I used to have a lot of albums local (That I originally had on a MP3 player), but since I have been a Groove user with a music pass (I still have the originals on a back up device) I have replaced most of those with music pass versions as it's easier, but my collection still has several albums that aren't available on Groove, so it's a mixture of OneDrive, Music pass and a couple of purchased albums, I have deleted a few recently so down to 500+ albums (About 7000 songs) and each device has the same amount of albums and songs. All of them then downloaded so available to listen to without a data connection.

So I get the impression (Based on this post and a couple of others about the same subject) that you have confused the database as it is searching for multiple songs on multiple places and then each device you have is trying to sync with the master database and getting more instances and then trying to sync again.

To me the whole point of OneDrive is to save you from all of this, you get your stuff sorted on OneDrive, then when you get a new device it all gets added to your collection and then you can choose to download them.

This is what I meant about your "Account" earlier. With cloud based computing and then doing local as well it would be a bit like trying to re-invent the wheel but not knowing that wheels have hubs to fix the spokes into.

In my opinion you would be better off using OneDrive, then syncing each device to that rather than also adding them locally, do one or the other but not both.

You can always check your collection by looking at Groove on the web and using this as your "Master" list, and maybe try to not dump "Tons" of stuff in one go, that way it's easy to work with.

This should show you your collection as seen from Groove online, but it wont show MP3's that are only local to a device if you haven't used OneDrive:

https://music.microsoft.com/collection?target=web


So I think the best thing you can do is:

1 Use OneDrive (But if you do, don't add confusion by copying local files as well).

2 Try not to dump thousands of songs in one go.

3 Give it time when you make changes as especially with slower devices like mobiles, all of this syncing can take some time and your phone will probably run hot as it's working it's way through.

First, I appreciate you taking the time to read this and make this long post, thank you.

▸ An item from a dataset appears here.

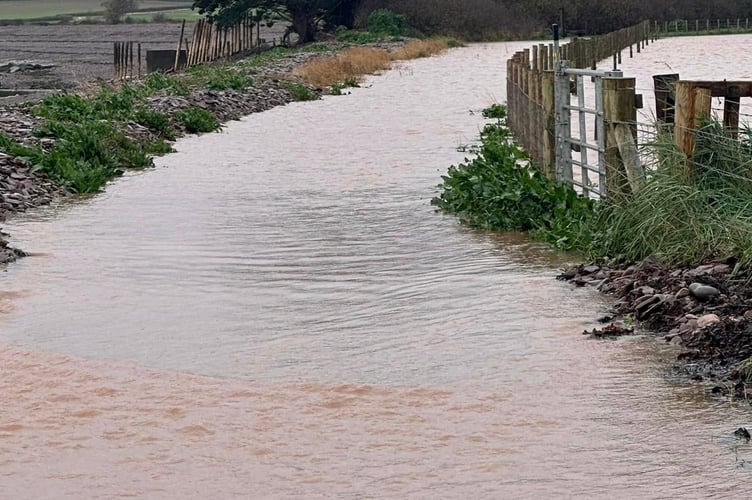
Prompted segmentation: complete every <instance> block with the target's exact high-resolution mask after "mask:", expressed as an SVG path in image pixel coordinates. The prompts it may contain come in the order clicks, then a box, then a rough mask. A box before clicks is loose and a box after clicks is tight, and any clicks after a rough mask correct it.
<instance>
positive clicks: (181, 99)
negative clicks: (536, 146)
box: [0, 41, 446, 263]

I did not read through the whole two posts yet but I wanted to stop right here when I read (in bold) what you wrote. I was trying to say that those songs are in my one drive folder and so they are stored locally to the machine and in the cloud. I really don't keep any of my files ONLY in the cloud. I use OneDrive as more of a sync engine than just cloud storage. Which I like because it keeps all my machines duplicated with the exact same files all the time.

And to answer the last bit of bold there...the reason is quite simple why I didn't just download them from my phone. I have over 10,000 MP3 files of various genres, they are all sorted very precisely in different folders by genre, artist, album, year, download source, singles, mixes, podcasts, etc. I wanted to take the songs I wanted which was easy to do by going into each folder on my PC (SBook) and loading them onto my phone. If I was searching for those songs on my phone from the 10,000 files (EVEN after organizing them AtoZ, artist, album, etc) it would be a task that would be painfully slow, it would probably take me 12 hours? 18 hours? to find all the songs I wanted on my phone and put them into playlists rather than easily finding songs that were already organized by folder, drop them in the phone, and then take the phone and make playlists. I hope that makes sense? If there is a better way or I sound crazy please let me know I am open to suggestions.